Mais plus qu'une inquiétude relative à la dénatalité, c'est la critique du multiculturalisme proposée par Godbout qui aurait du retenir l'attention. On le sait, le Québec officiel suit à la lettre les prescriptions du pluralisme identitaire qui caractérise pour le pire le progressisme contemporain. Il y a quelques mois, le ministère de l'éducation proposait même la dénationalisation de l'histoire enseignée à l'école. Il n'y aurait plus sérieusement de nation québécoise, à moins de changer la définition de ce mot pour l'emplir d'une signification nouvelle, comme l'ont fait les souverainistes de la période post-référendaire avec leur bricolage désastreux d'un concept de nation nouveau genre désinvesti de tout contenu historique. Désormais, à la manière des trudeauistes d'Ottawa, les Québécois devront définir leur identité dans une Charte des droits et libertés de la personne qui contiendrait une série de valeurs progressistes appelées à servir de raisons communes à une société qui s'en reconnaissait de moins en moins.

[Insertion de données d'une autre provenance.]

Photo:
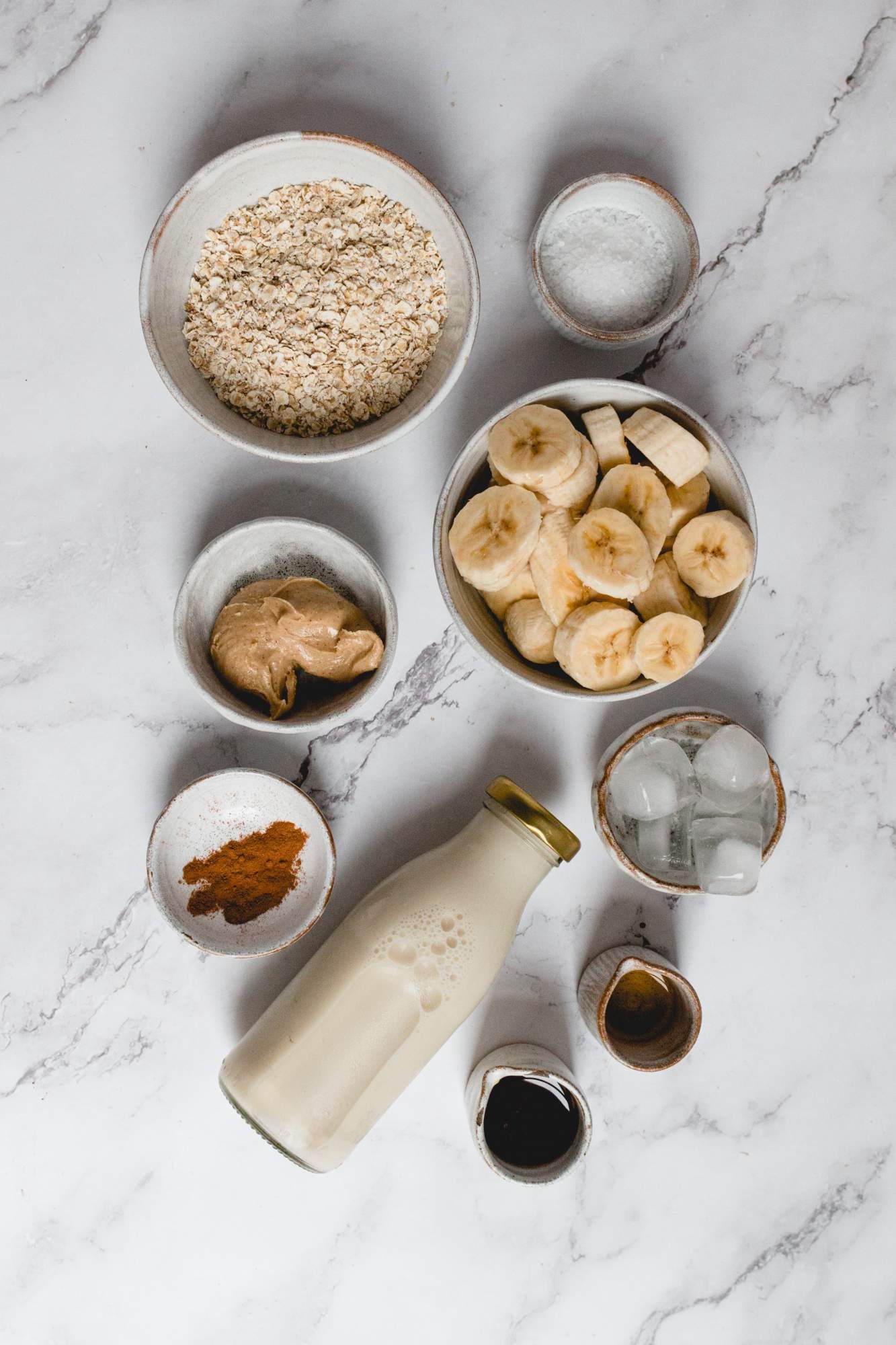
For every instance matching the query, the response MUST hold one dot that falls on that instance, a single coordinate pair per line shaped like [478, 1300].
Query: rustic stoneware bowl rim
[493, 1074]
[645, 730]
[235, 436]
[323, 722]
[471, 453]
[618, 337]
[162, 820]
[631, 962]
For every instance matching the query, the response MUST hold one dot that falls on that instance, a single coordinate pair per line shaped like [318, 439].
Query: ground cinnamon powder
[247, 878]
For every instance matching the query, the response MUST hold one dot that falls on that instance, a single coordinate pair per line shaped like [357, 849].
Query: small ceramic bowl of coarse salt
[614, 262]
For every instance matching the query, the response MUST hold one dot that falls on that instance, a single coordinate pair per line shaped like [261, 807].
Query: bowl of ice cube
[689, 801]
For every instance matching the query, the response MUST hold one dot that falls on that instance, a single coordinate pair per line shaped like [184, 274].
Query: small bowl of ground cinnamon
[241, 863]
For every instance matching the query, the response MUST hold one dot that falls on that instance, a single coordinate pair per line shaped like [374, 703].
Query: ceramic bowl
[641, 197]
[271, 548]
[470, 474]
[688, 727]
[525, 1061]
[227, 806]
[244, 176]
[674, 1039]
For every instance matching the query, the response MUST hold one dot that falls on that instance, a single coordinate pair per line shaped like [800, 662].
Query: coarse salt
[610, 270]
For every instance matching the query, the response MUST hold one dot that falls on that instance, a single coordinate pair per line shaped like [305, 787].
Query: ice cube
[651, 781]
[663, 845]
[763, 809]
[728, 853]
[731, 769]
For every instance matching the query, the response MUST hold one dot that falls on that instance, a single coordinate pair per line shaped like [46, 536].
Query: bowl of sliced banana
[595, 539]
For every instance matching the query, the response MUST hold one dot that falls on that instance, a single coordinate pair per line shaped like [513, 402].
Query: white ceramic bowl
[271, 548]
[689, 727]
[244, 176]
[528, 1062]
[470, 474]
[227, 806]
[641, 197]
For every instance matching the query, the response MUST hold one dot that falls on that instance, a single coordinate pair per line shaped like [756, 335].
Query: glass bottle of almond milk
[391, 985]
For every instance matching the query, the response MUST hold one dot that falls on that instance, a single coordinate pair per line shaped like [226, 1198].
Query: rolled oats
[317, 309]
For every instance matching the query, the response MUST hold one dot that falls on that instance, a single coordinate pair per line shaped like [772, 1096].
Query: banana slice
[518, 588]
[557, 586]
[604, 431]
[715, 553]
[595, 646]
[576, 492]
[686, 502]
[667, 592]
[536, 446]
[673, 450]
[610, 553]
[666, 648]
[530, 630]
[639, 494]
[494, 535]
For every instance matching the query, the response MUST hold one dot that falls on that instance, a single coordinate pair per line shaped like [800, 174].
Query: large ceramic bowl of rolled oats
[309, 297]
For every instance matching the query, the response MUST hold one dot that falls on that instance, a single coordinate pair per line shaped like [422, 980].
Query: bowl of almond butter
[595, 539]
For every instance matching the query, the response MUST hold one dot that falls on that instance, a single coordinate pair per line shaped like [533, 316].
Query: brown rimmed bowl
[689, 724]
[470, 475]
[639, 197]
[245, 176]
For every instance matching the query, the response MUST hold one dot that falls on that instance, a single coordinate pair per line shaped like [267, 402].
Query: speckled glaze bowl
[276, 548]
[638, 196]
[525, 1061]
[227, 806]
[244, 176]
[689, 726]
[470, 475]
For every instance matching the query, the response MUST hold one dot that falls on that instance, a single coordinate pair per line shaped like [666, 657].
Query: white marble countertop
[745, 1196]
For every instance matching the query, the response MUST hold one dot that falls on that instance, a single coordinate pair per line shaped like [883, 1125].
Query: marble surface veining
[745, 1198]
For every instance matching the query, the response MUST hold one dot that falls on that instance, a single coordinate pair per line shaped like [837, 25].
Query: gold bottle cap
[537, 820]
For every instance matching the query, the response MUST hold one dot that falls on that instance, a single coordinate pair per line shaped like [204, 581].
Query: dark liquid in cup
[641, 1008]
[530, 1122]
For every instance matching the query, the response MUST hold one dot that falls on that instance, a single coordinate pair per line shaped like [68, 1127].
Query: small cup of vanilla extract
[639, 1007]
[529, 1120]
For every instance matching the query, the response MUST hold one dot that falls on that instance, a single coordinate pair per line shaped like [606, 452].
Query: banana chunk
[595, 646]
[611, 555]
[639, 494]
[557, 586]
[667, 592]
[576, 492]
[673, 450]
[604, 431]
[536, 446]
[518, 588]
[530, 630]
[667, 646]
[715, 553]
[686, 502]
[494, 535]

Le problème posé par Godbout est celui de la cohésion nationale, qui passe nécessairement par le recentrement de la communauté politique sur la majorité fondatrice du pays, malgré ce qu'en diront les agents officiels du multiculturalisme pour qui les sociétés d'accueil, avec leur culture et leur histoire, sont appelées à disparaître. Il s'agit de renouer avec l'identité historique de la majorité francophone autour de laquelle se construira nécessairement le Québec de demain. À moins qu'il ne consente à se fragmenter sous la pression du progressisme identitaire qui détruit le lien pourtant naturel entre une société qui accueille à partir de son héritage particulier et un nouvel arrivant qui la rejoint et doit remplir au mieux son devoir d'intégration. Dans ce cas, le délire multiculturel du ministère de l'éducation ne fait qu'annoncer la dérive identitaire d'une société qui verra ses institutions se retourner contre elle.
C'est ici que la préoccupation de Godbout pour les élites prend tout son sens. Celles d'hier étaient conscientes de leur responsabilité historique pour les sociétés auxquelles elles se vouaient. Elles se distinguaient aussi par une attention soutenue aux humanités indispensables à la reconnaissance de la dimension profondément occidentale de nos sociétés. Les élites post-modernes, qui se donnent l'impression de réfléchir en répétant les formules creuses apprises de leurs conseillers en communication, ne sont de toute évidence aucunement préparées à répondre aux questions fondamentales posées par une époque où l'histoire se révèle à nouveau cahoteuse et imprévisible. De ce point de vue, le passage de Bernard Landry à André Boisclair semble avoir scellé pour le pire le destin québécois des prochaines années.
L'immigration est une réalité que les sociétés contemporaines sont appelées à gérer au mieux de leurs intérêts. Chose certaine, le multiculturalisme n'est certainement pas la meilleure réponse à lui apporter. Ce n'est pas en inoculant aux nations le virus de la haine de soi qu'on assurera leur durabilité historique et leur continuité institutionnelle. Comme quoi le dépassement de la rectitude politique devrait être la priorité d'un Québec ne désirant peut-être plus trouver dans son renoncement à l'existence une raison sublime de célébrer son déclin.